@peternlewis Thanks for the new triggers. They are very useful and offer much more flexibility. I haven't had the chance to try all the combinations yet and I don't understand everything in detail.
Nevertheless, I would like to ask a first question. Maybe this will help me with other things I don't understand yet.
So if cmd should do something, it needs key down, key up. I assume you think in sequences. Cmd doesn't trigger when the sequence is interrupted, so for normal hotkeys, cmd + a. Because the letter is between cmd down and up. Is that correct?
However, this no longer works if, for example, cmd+opt+a is pressed. In this case the cmd trigger is executed. Sometimes. It seems to depend on the order in which cmd and opt are pressed, which is actually unlikely. Or is it just me?
How do you define "sequence"? As I understand it, down and up is a sequence that is interrupted when something else is typed in between. Therefore cmd does not trigger in such cases. So far this works very reliably.
I have found that for my purposes the "USB device key" trigger is better. If only a modifier should be the trigger "Is tapped once/twice" seems to work perfectly.
@peternlewis I don't know what you did to solve this and I don't understand much about it, but I'm afraid there is an inherent problem between the "string" and the "usb device key" triggers when you want to use only one modifier or a combination of them. The triggers do not help each other, they are antagonists.
As I said, I don't understand anything in comparison with you, but it seems to me that it might have been better not to allow modifiers with "strings" but to improve the "usb device key" instead.
To differentiate enough and thus create possibility, it would have to be possible to define which modifier is up or down in relation to other modifiers. Currently these possibilities are spread over two types of triggers.
You know all that, even without my comment. Maybe you wanted it that way or it doesn't work differently with the existing structure of KM.

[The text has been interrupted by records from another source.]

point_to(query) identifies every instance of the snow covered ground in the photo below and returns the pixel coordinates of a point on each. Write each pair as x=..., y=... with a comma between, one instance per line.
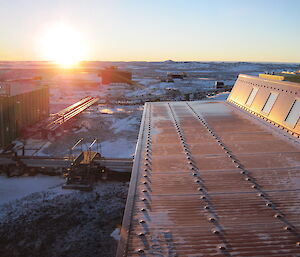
x=74, y=224
x=14, y=188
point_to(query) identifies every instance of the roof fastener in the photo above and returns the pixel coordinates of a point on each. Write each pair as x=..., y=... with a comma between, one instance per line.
x=287, y=228
x=278, y=216
x=222, y=247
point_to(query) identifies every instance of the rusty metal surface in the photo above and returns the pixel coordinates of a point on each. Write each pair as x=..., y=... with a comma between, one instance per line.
x=209, y=180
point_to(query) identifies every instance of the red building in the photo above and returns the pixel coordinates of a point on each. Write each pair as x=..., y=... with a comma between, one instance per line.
x=113, y=75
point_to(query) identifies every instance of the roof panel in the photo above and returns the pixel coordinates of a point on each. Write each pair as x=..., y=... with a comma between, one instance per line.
x=210, y=180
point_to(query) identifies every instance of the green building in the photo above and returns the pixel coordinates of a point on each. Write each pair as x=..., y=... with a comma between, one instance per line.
x=22, y=104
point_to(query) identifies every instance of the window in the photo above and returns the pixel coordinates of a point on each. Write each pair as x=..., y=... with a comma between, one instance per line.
x=294, y=113
x=269, y=103
x=251, y=96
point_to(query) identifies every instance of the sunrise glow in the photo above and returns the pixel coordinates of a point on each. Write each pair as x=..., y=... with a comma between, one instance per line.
x=63, y=45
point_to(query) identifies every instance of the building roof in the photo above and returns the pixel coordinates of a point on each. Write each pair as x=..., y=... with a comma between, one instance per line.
x=212, y=179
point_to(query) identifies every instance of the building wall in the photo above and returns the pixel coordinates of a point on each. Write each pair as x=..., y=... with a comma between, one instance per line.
x=287, y=94
x=20, y=111
x=115, y=76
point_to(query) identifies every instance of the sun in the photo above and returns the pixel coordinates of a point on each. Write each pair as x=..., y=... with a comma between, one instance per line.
x=63, y=45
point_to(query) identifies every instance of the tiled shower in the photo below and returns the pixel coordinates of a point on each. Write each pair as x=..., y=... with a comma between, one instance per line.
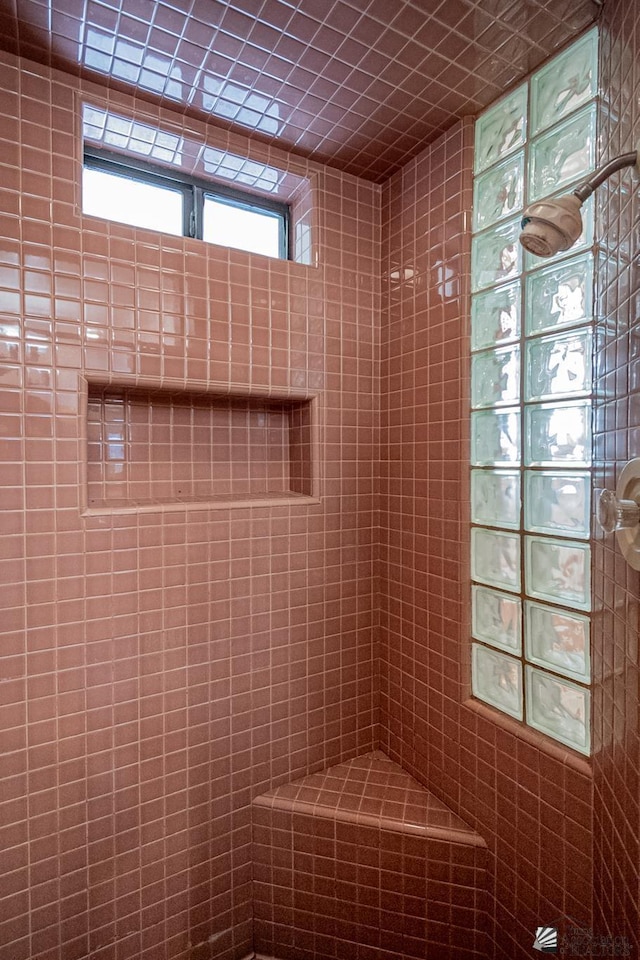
x=165, y=664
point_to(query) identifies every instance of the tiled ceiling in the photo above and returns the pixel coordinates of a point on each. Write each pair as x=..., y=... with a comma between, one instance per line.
x=360, y=84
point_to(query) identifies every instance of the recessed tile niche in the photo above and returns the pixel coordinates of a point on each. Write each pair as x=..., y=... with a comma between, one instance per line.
x=152, y=448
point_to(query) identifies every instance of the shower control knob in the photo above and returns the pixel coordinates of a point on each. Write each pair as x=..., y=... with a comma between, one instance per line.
x=615, y=514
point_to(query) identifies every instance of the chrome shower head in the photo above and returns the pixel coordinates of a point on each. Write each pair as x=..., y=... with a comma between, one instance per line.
x=550, y=226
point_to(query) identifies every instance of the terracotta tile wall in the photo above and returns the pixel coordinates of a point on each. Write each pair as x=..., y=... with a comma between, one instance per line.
x=160, y=669
x=530, y=802
x=616, y=585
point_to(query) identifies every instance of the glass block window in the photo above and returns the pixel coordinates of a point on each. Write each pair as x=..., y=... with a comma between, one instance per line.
x=531, y=382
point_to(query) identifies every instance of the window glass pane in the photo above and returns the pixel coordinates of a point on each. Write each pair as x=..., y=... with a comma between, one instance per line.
x=496, y=619
x=496, y=255
x=558, y=503
x=558, y=640
x=495, y=316
x=498, y=192
x=495, y=438
x=562, y=155
x=559, y=295
x=125, y=200
x=558, y=434
x=558, y=708
x=495, y=497
x=558, y=366
x=559, y=571
x=495, y=377
x=255, y=231
x=497, y=679
x=565, y=84
x=495, y=558
x=501, y=129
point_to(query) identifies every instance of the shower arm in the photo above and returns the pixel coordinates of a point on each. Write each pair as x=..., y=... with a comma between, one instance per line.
x=618, y=163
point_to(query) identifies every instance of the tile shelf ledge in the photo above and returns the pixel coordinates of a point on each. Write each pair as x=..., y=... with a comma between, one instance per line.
x=123, y=506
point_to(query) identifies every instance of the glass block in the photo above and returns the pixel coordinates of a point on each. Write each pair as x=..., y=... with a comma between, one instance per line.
x=559, y=708
x=495, y=558
x=498, y=193
x=496, y=255
x=495, y=438
x=559, y=571
x=495, y=618
x=564, y=154
x=559, y=295
x=495, y=377
x=565, y=84
x=501, y=129
x=558, y=366
x=558, y=640
x=497, y=679
x=495, y=497
x=558, y=433
x=531, y=262
x=495, y=316
x=558, y=503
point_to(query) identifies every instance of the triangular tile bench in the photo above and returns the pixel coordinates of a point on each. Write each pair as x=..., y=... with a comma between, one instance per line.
x=360, y=862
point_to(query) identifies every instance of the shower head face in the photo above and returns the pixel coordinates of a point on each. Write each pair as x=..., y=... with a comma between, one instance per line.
x=550, y=226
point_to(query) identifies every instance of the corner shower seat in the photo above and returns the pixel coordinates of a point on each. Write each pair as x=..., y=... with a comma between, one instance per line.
x=361, y=861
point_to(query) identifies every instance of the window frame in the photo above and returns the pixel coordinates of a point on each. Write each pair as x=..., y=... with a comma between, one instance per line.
x=194, y=191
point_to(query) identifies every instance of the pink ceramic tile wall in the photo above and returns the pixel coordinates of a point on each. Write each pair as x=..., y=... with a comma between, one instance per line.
x=532, y=804
x=160, y=669
x=616, y=585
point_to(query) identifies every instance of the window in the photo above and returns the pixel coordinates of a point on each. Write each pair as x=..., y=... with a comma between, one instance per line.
x=531, y=343
x=141, y=195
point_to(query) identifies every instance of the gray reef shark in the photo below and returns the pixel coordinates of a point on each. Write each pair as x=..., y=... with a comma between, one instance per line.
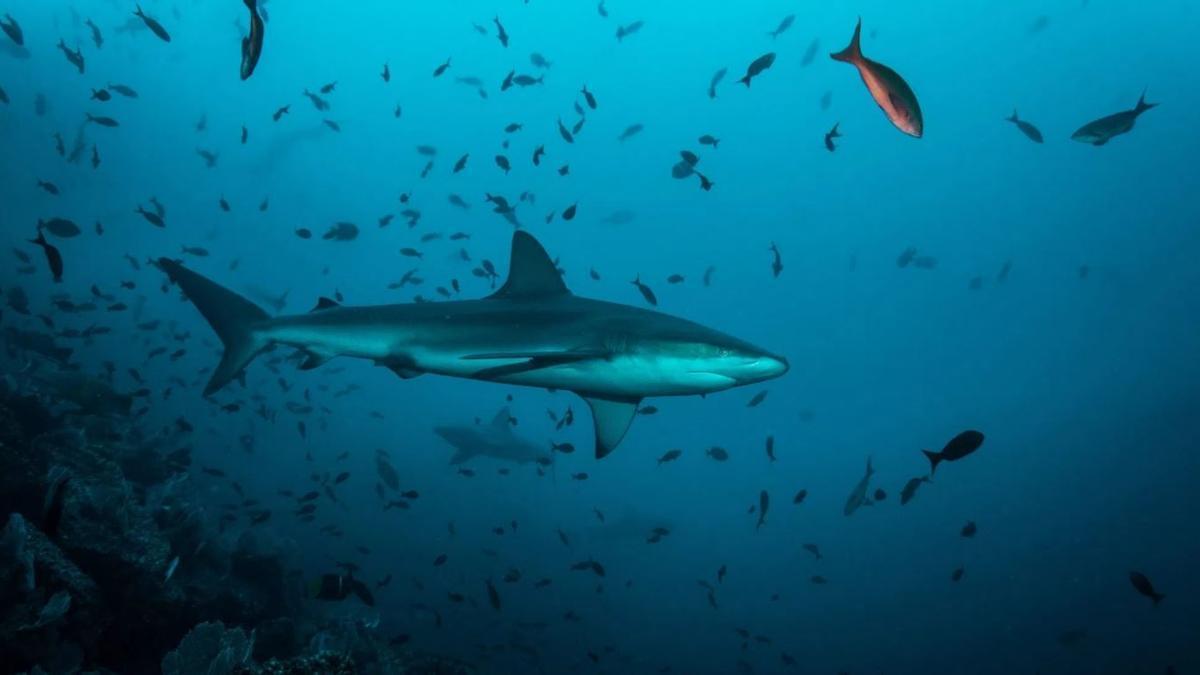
x=532, y=332
x=495, y=440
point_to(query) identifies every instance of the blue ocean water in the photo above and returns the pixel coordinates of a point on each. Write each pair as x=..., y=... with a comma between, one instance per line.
x=1079, y=362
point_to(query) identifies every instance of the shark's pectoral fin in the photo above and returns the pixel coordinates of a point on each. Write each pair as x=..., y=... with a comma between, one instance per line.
x=403, y=368
x=611, y=418
x=316, y=359
x=533, y=360
x=406, y=372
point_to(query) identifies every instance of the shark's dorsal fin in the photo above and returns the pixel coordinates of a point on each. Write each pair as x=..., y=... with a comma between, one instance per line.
x=324, y=303
x=502, y=418
x=531, y=270
x=611, y=418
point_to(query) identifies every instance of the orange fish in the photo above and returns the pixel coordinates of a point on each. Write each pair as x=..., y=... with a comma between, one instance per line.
x=888, y=89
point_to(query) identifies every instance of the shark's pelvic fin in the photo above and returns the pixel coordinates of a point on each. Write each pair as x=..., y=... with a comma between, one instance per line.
x=316, y=359
x=502, y=419
x=531, y=270
x=232, y=317
x=612, y=418
x=324, y=303
x=533, y=360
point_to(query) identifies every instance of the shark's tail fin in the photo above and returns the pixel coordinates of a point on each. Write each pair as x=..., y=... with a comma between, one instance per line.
x=934, y=460
x=1143, y=106
x=232, y=317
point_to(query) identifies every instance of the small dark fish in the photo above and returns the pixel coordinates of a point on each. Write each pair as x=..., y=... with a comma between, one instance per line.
x=588, y=97
x=493, y=597
x=630, y=131
x=1027, y=129
x=501, y=33
x=829, y=136
x=12, y=29
x=73, y=57
x=102, y=120
x=647, y=293
x=54, y=501
x=910, y=489
x=1143, y=585
x=124, y=90
x=718, y=453
x=714, y=81
x=757, y=66
x=810, y=53
x=1101, y=131
x=624, y=31
x=154, y=25
x=955, y=449
x=252, y=45
x=60, y=227
x=786, y=23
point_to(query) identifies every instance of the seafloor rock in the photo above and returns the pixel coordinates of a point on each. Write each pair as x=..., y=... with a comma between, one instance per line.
x=210, y=649
x=111, y=551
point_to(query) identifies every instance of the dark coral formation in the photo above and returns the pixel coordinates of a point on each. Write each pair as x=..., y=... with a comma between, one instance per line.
x=109, y=561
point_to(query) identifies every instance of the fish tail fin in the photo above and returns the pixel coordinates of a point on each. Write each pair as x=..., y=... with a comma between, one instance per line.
x=934, y=460
x=233, y=318
x=853, y=52
x=1143, y=106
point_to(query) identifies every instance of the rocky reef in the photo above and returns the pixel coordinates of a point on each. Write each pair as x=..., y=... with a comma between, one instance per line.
x=111, y=562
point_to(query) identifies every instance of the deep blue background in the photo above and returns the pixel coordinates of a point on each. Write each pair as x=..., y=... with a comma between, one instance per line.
x=1085, y=387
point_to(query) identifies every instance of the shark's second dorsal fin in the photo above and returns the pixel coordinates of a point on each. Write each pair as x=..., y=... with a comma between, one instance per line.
x=324, y=303
x=502, y=418
x=531, y=270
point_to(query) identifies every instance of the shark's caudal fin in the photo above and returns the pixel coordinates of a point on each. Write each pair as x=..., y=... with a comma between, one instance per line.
x=502, y=419
x=611, y=418
x=232, y=317
x=1143, y=106
x=934, y=460
x=531, y=270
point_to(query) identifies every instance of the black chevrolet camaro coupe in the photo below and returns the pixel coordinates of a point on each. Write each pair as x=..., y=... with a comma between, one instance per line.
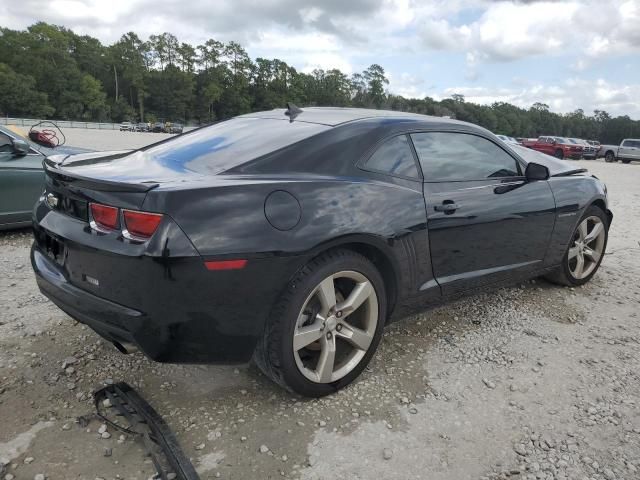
x=292, y=237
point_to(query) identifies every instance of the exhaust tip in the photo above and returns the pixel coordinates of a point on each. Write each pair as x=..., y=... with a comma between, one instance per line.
x=125, y=347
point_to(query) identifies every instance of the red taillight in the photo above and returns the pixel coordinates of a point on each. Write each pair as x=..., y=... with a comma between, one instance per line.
x=104, y=216
x=141, y=224
x=225, y=264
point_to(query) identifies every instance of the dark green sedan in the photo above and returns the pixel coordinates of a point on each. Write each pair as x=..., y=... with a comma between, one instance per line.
x=21, y=176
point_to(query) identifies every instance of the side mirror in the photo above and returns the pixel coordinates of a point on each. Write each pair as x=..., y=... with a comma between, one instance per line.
x=535, y=171
x=20, y=147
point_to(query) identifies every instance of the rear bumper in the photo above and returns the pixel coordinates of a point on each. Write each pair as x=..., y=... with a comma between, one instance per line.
x=183, y=318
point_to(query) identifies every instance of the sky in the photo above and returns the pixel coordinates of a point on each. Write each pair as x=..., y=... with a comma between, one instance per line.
x=567, y=54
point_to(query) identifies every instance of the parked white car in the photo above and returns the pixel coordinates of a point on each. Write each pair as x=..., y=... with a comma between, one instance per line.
x=628, y=151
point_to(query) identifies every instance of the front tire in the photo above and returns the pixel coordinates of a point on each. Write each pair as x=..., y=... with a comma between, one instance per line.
x=326, y=326
x=585, y=250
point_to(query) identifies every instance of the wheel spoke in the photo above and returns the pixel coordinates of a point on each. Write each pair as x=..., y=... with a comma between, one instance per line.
x=307, y=335
x=592, y=254
x=355, y=336
x=327, y=294
x=582, y=229
x=579, y=266
x=594, y=233
x=358, y=295
x=324, y=368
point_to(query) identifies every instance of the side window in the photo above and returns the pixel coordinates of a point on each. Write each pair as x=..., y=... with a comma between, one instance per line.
x=394, y=157
x=447, y=157
x=5, y=143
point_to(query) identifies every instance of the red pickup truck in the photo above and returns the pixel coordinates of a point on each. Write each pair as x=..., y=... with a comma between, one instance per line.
x=557, y=146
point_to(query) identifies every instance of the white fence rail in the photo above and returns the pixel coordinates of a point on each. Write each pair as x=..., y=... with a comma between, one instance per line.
x=27, y=122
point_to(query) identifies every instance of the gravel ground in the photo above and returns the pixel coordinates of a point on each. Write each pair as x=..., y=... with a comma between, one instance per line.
x=530, y=382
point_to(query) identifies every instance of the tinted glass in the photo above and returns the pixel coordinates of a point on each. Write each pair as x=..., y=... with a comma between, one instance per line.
x=225, y=145
x=5, y=143
x=459, y=156
x=395, y=157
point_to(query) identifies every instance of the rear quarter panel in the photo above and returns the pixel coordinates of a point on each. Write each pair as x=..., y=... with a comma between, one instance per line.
x=229, y=220
x=573, y=195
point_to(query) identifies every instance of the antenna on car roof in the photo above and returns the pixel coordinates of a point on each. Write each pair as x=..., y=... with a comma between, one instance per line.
x=292, y=111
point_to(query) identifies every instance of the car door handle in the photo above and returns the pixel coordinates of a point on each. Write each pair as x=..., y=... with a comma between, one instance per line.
x=447, y=207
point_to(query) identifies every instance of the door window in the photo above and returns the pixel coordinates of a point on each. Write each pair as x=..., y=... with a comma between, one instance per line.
x=395, y=158
x=448, y=157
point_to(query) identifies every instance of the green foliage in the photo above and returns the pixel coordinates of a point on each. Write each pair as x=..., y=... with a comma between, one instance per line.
x=47, y=70
x=19, y=97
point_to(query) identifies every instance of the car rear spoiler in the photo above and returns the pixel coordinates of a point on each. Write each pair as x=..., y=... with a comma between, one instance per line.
x=53, y=168
x=567, y=173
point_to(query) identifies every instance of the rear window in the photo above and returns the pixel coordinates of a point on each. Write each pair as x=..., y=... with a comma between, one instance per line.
x=228, y=144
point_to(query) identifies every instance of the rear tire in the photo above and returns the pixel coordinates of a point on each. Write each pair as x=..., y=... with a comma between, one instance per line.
x=343, y=338
x=585, y=246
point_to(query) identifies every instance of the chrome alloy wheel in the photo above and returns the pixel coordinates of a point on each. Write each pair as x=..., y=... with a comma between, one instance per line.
x=335, y=327
x=588, y=247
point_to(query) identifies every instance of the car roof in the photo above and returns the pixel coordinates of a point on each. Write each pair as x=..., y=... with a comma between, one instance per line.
x=333, y=116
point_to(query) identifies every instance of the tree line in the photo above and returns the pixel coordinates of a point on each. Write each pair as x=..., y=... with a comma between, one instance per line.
x=48, y=71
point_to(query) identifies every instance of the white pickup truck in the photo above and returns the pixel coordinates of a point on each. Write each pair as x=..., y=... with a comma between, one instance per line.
x=628, y=151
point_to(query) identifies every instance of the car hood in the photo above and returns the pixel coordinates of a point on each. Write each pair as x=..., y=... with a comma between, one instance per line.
x=556, y=167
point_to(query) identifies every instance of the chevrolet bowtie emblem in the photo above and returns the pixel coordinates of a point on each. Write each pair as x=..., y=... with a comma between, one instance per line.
x=51, y=200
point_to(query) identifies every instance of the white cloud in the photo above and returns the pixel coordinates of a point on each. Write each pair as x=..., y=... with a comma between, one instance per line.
x=568, y=96
x=402, y=36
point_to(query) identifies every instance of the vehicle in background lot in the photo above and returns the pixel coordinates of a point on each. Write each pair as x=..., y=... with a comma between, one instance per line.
x=558, y=147
x=242, y=235
x=22, y=176
x=589, y=151
x=175, y=128
x=510, y=140
x=628, y=151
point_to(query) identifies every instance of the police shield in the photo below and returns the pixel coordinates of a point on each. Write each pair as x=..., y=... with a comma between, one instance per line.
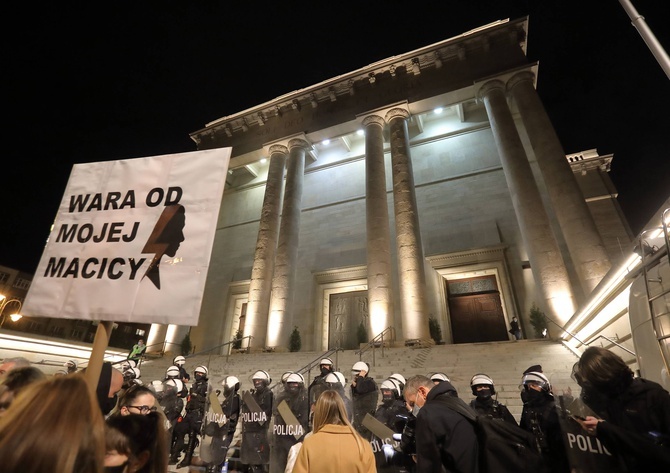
x=256, y=415
x=291, y=421
x=585, y=452
x=212, y=449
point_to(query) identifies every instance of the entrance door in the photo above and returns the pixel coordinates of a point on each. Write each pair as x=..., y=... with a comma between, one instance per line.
x=475, y=310
x=346, y=312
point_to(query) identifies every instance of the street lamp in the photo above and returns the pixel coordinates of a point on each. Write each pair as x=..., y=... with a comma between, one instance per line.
x=4, y=302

This does not make sense, they are completely different.
The USB Device Key trigger detects press or release of many kinds of USB device “buttons”, including things like buttons on monitors or mice or keyboards or whatever. Whether a button is detectable or not is entirely dependent on how the button is implemented. Such presses can also be restricted to when specific modifiers are being held, though this should not be combined with detecting the specific modifiers since that would not be reliable.
The Typed String trigger detects sequences of typed keys, which with v11 can include sequences of tapped modifiers. There are issues in 11.0 that don't properly handle cases like Pressing Command, Pressing Option, Releasing Option, Releasing Command (which will count as tapping Command while it shouldn't). Such issues should be resolved in the next version.